Monday, May 20, 2019

Normalization Of Statis-Pro Baseball Seasons (Featuring Carded Teams from the 1972 World Series)


On Normalization of Statis-Pro Baseball Seasons

--Featuring the 1972 World Series teams, the Oakland A’s and the Cincinnati Reds

(This is either brilliant or the stupidest idea I’ve ever had with this game.  It took me only forty years to figure this out.  People will either demand more of this or never play it, and I have no idea which outcome will win.)

Typically Carded SPBB Versions, for Comparison:


and here's normalized Versions:


72 Cincinnati, Normalized

72 Oakland, Normalized



I first received a Statis-Pro Baseball season in early 1979, the 1978 carded season.  It was the Bronx-Zoo era Yankees and Red Sox, Jim Rice and Ron Guidry and Rod Carew and Jason Thompson – I was Tiger fan.  The fringe players had the last Mark Fidrych card, a 2-8 wonder off limited data, and it was great fun pitching The Bird in front of Steve Kemp and Lou Whitaker and Alan Trammell.  I had a friend who loved the 1978 Astros and 1978 Dodgers – we practically wore those cards out.

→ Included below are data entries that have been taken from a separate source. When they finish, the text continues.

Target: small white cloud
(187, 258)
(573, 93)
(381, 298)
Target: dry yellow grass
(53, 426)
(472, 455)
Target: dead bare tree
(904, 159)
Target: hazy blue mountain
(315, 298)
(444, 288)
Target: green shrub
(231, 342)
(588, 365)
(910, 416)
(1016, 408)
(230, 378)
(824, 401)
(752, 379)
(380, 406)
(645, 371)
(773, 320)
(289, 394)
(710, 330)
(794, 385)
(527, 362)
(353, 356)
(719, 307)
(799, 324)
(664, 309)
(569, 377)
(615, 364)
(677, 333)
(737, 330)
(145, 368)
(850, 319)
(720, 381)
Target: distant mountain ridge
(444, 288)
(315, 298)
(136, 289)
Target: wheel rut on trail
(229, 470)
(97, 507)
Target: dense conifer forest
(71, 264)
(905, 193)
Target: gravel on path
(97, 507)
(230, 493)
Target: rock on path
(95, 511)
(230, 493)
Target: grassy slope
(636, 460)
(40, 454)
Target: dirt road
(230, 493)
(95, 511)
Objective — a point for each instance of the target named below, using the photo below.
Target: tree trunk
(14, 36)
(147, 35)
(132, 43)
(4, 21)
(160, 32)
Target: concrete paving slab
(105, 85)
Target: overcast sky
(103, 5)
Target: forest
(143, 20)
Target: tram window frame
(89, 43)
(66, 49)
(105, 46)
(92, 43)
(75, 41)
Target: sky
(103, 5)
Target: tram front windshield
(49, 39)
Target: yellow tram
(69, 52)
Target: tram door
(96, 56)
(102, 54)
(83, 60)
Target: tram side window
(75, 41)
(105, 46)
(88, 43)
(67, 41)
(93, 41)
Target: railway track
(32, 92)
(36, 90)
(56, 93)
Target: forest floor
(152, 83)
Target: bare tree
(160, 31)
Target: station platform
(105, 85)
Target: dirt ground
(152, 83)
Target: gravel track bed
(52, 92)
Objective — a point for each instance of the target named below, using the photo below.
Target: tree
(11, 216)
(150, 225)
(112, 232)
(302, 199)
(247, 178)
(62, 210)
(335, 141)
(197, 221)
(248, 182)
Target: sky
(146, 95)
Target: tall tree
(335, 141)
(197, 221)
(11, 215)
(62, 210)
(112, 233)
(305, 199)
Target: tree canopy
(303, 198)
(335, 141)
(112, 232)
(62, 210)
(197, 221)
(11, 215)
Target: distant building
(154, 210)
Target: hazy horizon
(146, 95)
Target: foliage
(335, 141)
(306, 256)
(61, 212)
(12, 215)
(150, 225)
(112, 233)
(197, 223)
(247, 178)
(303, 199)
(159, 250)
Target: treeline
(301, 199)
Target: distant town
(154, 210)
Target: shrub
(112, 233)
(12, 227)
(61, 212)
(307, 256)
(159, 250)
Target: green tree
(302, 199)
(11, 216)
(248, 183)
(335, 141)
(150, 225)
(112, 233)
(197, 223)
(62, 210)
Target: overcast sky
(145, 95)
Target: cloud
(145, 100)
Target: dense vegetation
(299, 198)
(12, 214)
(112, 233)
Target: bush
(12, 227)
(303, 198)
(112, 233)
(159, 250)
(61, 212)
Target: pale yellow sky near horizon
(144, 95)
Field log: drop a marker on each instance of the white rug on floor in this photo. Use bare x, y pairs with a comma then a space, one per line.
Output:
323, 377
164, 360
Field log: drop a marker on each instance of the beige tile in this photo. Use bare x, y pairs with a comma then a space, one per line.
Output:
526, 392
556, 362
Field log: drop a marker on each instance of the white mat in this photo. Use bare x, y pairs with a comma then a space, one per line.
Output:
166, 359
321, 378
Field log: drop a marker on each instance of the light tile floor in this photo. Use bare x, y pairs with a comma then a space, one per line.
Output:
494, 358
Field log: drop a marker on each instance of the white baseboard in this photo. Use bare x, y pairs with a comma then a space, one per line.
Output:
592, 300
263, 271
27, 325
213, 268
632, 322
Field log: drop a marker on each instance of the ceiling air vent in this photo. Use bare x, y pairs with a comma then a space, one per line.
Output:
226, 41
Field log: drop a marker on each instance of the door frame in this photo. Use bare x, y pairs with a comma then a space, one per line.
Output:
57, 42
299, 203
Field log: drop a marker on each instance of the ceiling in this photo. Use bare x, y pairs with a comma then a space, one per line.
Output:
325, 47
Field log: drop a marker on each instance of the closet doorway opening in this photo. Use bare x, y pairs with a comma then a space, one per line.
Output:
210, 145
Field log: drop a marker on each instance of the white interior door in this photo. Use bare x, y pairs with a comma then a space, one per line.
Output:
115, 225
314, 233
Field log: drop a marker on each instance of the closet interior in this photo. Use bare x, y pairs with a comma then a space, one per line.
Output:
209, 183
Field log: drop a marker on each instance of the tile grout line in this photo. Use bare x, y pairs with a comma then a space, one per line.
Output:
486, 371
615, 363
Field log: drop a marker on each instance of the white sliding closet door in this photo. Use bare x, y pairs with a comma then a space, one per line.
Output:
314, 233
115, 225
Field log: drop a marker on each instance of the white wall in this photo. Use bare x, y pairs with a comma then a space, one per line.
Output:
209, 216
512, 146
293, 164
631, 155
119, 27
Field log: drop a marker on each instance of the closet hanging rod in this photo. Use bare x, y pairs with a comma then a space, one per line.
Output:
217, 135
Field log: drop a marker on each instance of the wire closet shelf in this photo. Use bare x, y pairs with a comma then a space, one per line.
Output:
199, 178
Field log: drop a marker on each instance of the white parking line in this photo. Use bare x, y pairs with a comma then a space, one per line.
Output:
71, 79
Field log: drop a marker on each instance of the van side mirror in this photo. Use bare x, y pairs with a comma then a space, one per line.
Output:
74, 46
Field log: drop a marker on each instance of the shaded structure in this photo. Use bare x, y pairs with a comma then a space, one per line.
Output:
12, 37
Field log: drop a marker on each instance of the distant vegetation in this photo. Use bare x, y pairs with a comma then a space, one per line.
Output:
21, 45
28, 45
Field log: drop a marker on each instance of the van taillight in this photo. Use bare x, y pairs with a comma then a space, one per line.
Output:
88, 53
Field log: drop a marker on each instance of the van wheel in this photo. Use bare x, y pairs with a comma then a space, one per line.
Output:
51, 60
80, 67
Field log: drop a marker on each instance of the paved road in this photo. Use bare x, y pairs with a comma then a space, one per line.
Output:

The next baseball year featured the fantastic World Series between the 1979 Orioles- one of the most underrated teams of that era, and the “We Are Family” Stargell-led Pirates.  There was another great National League team, the Montreal Expos, and the Tigers had two new great new pitchers, Jack Morris and Dan Petry. I looked forward to those 1979 cards.

The 1979 season on the surface was wonderful.  The teams were even more vibrant than the 1978 cards.  That was actually the problem.  The 1978 AL ERA was 3.76, but in 1979 the AL ERA was 4.22.  The National League had a smaller differential (3.56 to 3.73) but it was still clear that the season was made up of teams that were on the whole more robust offensively than the season before them.  Jim Rice in 1979 had a similar season IRL to his wondrous 1978 MVP year; yet he was only the fourth best hitter in the 1979 AL.  Fred Lynn, his teammate, had a better Statis-Pro card than 1978 Rice in every way. 

The game was designed around static offensive cards, with the pitchers designed to “average” allowing batting card results half the time.  Within the season pitchers were still rated against each other.  There was no normalization to surrounding seasons or even the other league.  The latter made some sense, the offensive contexts were different between the AL and NL due to the DH.  But it was pretty clear to me a 3.60 ERA in the 1978 AL was rated as a 2-6 pitcher, while the same ERA in 1979 was now a 2-7 pitcher.  This was a big deal, because the game had another flaw, pitchers with 2-6 and 2-5 cards were not properly rated for hits allowed, which required some manipulation in game results (the Shutout Good Stuff PB table) to partially correct.  Simply put, as carded, 1978 was not competitive with 1979.   

These factors particularly vexed me because the only thing better than getting cards from Avalon Hill was making your own teams.  I bought the Sporting News Guide for 1968 (still have it) and rated my own teams using long division and index cards.  The 1968 Tigers were one of my favorite teams but I also carded several others.  Once again, the problem – 1968 pitchers, not matter how low their ERAs, would ‘average’ a PB of 2-6.5, 18/36 chances or 50%.  While their hits per inning were lower, a 2.87 ERA pitcher in 1968 would be a 2-6 but that same ERA would push a 2-8 rating in the 1979 AL.  Meanwhile the Tigers still had the batting cards of a team that hit .235. 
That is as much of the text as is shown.